Turkish troops’ presence near Mosul violating international law: Iraq
The presence of Turkish troops near the Islamic State-held city of Mosul in northern Iraq is a “violation” of international law, Iraq’s president said Saturday.world Updated: Dec 05, 2015 21:01 IST
The presence of Turkish troops near the Islamic State-held city of Mosul in northern Iraq is a “violation” of international law, Iraq’s president said Saturday.
President Fuad Masum called the move a “violation of international norms, laws and Iraq’s national sovereignty,” and said it was contributing to increased tensions in the region.
Hakim al-Zamili, the head of parliament’s security and defense committee, went a step further, calling on Iraq’s prime minister to launch airstrikes against the Turkish troops if they remained in Iraqi territory.
Turkey has said a military battalion equipped with armoured vehicles has been in the Bashiqa region close to Mosul in the northern Ninevah province for the last five months as part of a training mission to help forces fighting the Islamic State group.
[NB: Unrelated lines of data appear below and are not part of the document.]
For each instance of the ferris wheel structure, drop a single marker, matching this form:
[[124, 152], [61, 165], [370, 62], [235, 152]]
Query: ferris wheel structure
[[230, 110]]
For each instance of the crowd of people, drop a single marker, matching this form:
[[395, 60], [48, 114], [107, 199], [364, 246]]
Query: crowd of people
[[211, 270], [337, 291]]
Mosul fell to the extremists in June 2014 amid a stunning collapse of Iraqi security forces.
Plans to try to retake Mosul last spring were sidelined as the extremist group advanced on other fronts.
The founder of the training camp outside Mosul, former Ninevah governor Atheel al-Nujaifi, told The Associated Press that the Turkish trainers were at his base at the request of Iraqi Prime Minister Haider al-Abadi and defense minister Khaled al-Obeidi. He said the Turkish forces are training but not arming Sunni fighters.
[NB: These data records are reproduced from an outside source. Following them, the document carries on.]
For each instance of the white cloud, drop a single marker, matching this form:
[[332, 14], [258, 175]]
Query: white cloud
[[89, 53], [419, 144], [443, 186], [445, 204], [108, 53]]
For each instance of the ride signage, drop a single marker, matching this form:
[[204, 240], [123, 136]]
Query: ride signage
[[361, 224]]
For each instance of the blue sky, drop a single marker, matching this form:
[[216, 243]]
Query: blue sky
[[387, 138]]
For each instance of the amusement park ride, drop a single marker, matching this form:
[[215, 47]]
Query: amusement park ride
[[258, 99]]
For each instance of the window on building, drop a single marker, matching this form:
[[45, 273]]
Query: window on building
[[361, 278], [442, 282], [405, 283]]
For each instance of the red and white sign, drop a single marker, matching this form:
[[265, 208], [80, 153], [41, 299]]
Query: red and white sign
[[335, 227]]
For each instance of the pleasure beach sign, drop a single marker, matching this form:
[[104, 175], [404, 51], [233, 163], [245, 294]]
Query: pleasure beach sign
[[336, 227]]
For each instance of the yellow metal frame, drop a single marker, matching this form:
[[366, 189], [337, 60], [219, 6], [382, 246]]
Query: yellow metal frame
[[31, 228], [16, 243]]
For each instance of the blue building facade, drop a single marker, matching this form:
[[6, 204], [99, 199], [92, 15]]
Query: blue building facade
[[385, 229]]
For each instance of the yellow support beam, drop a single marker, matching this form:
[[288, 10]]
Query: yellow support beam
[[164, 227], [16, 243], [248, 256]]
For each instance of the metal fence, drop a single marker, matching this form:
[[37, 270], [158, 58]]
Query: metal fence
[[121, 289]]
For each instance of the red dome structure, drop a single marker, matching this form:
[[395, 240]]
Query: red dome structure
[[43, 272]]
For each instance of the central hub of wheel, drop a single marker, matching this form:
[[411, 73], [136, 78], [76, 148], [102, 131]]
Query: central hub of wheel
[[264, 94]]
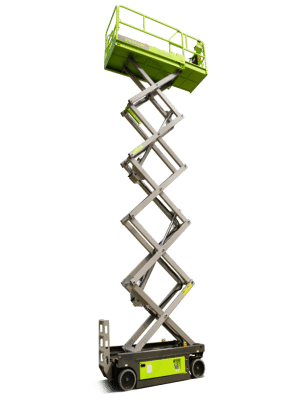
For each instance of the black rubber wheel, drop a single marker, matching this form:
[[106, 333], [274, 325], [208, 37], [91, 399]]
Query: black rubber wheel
[[197, 368], [127, 380]]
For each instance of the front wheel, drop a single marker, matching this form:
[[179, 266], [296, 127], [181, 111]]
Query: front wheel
[[127, 380], [198, 368]]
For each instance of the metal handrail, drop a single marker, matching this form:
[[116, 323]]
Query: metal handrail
[[184, 36]]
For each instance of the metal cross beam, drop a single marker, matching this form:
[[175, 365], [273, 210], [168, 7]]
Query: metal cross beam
[[136, 281]]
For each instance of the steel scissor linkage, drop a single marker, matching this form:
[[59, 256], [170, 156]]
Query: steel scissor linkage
[[136, 281]]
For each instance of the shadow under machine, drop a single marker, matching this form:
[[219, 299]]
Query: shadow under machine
[[139, 362]]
“They didn’t give us any weapons even though we asked them to,” he said. “We equipped this force from the black market with our own money and we believe they’re the best force to liberate Mosul... These people will be very effective to hold ground because they are from there and there’ll be no resistance to them from local people.”
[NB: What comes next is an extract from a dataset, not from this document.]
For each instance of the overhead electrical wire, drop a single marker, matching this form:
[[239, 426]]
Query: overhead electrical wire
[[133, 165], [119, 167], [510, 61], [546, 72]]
Sunni fighters in Ninevah and the western Anbar province say the Shiite-dominated government has failed to provide them with the support and weaponry needed to defeat the IS group. The government fears that arming Sunni tribes and militias could backfire. Sunni grievances were a key factor fueling the rise of the IS group, and many Sunnis initially welcomed the extremists as liberators.
The US-led coalition launched 12 airstrikes on IS targets in Iraq on Friday, including two near Mosul targeting tactical units and fighting positions.